Se le considerasse con serietà, sarebbe costretto ad abbandonare il suo io minimo, quell’esprit de petitesse in cui risiede la sua soddisfazione di 'io comico'. D’altra parte un elemento antieroico sembra inerente al modo con cui viene da tempo intesa la democrazia. Secondo Abraham Yehoshua 'con la democrazia moderna la passione per gli eroi è in declino. La democrazia infatti non crede negli eroi e diffida di loro'. La democrazia livella e poco apprezza l’eroismo del quotidiano.
L’evangelizzazione dell’Occidente deve puntare su un nuovo eroismo, che riemerga contro il generale sentimento antieroico della vita e il facilismo del benessere: ripresa che è possibile dove umano e divino si danno la mano.
Tale è l’umanesimo teocentrico, dove Dio e uomo cooperano a produrre un’opera divinamente umana, segnata dall’eroismo dell’amore e delle virtù, che dà la massima prova di se stesso nel caso estremo del martirio. Qui sotto la contraria species del fallimento e della sconfitta vengono in realtà decisi gli eventi della storia: 'Si vedrà che soltanto il martire è in grado di governare il mondo nel momento decisivo' (Kierkegaard).

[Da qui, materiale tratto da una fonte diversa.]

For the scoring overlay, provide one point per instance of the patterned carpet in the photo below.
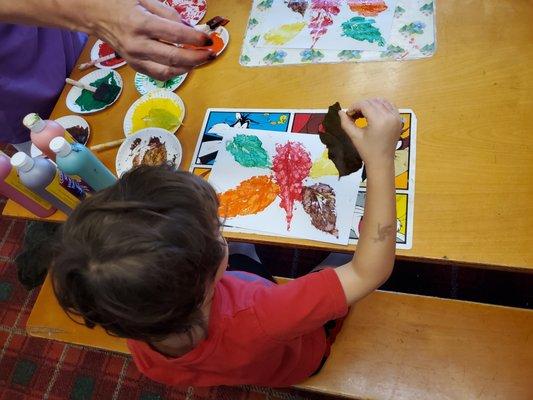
(32, 368)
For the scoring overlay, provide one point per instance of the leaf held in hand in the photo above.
(341, 149)
(319, 202)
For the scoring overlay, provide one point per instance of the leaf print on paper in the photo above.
(265, 5)
(427, 9)
(347, 55)
(319, 202)
(362, 29)
(276, 57)
(367, 8)
(428, 49)
(392, 51)
(311, 55)
(414, 28)
(254, 40)
(250, 197)
(322, 15)
(298, 6)
(248, 151)
(291, 165)
(284, 33)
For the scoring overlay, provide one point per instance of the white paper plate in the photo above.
(159, 93)
(145, 84)
(127, 151)
(95, 56)
(75, 92)
(191, 11)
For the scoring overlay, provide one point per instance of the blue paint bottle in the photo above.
(80, 163)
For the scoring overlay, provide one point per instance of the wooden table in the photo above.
(473, 99)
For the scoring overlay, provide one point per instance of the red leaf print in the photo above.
(322, 15)
(291, 165)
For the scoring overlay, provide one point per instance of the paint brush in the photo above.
(98, 60)
(105, 93)
(107, 145)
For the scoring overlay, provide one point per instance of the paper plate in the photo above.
(95, 55)
(68, 121)
(136, 146)
(191, 11)
(75, 92)
(154, 94)
(145, 84)
(220, 31)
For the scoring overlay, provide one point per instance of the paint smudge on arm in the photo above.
(291, 166)
(319, 202)
(250, 197)
(248, 151)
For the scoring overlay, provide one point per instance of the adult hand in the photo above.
(145, 33)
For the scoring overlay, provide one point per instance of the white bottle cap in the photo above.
(22, 161)
(60, 146)
(34, 122)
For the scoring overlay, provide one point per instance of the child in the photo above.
(145, 259)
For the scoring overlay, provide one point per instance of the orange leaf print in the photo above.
(250, 197)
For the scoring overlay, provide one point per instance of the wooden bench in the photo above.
(392, 346)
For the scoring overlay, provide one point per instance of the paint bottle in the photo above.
(81, 164)
(12, 188)
(42, 177)
(43, 131)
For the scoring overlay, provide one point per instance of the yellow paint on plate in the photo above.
(157, 113)
(283, 33)
(323, 167)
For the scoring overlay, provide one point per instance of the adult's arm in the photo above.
(136, 29)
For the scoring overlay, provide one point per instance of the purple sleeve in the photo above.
(33, 67)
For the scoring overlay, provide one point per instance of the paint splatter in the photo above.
(368, 8)
(322, 15)
(87, 102)
(298, 6)
(284, 33)
(250, 197)
(157, 113)
(291, 165)
(323, 167)
(248, 151)
(362, 29)
(319, 202)
(191, 11)
(104, 50)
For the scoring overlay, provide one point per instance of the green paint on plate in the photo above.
(87, 102)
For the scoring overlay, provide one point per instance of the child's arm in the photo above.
(372, 264)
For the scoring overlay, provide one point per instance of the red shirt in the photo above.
(259, 333)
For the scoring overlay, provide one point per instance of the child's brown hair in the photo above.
(137, 257)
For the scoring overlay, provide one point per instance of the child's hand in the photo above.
(376, 142)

In certo modo anche l’umanesimo ateo, sebbene segnato da una deviazione catastrofica capace di distruggere tutto, fu eroico a modo suo: organizzare la terra senza o contro Dio richiede un’inflessibile tensione della volontà e della mente, perché le tracce di Dio si presentano ovunque e non sarà mai finita la lotta per cancellarle. Ma questo eroismo è fortunatamente finito da tempo, ha distrutto se stesso, quasi disseccando ogni altra sorgente. Non è possibile rievangelizzare a buon mercato l’Occidente senza che vengano nuovamente scoperti l’eroismo e l’esperienza della santità.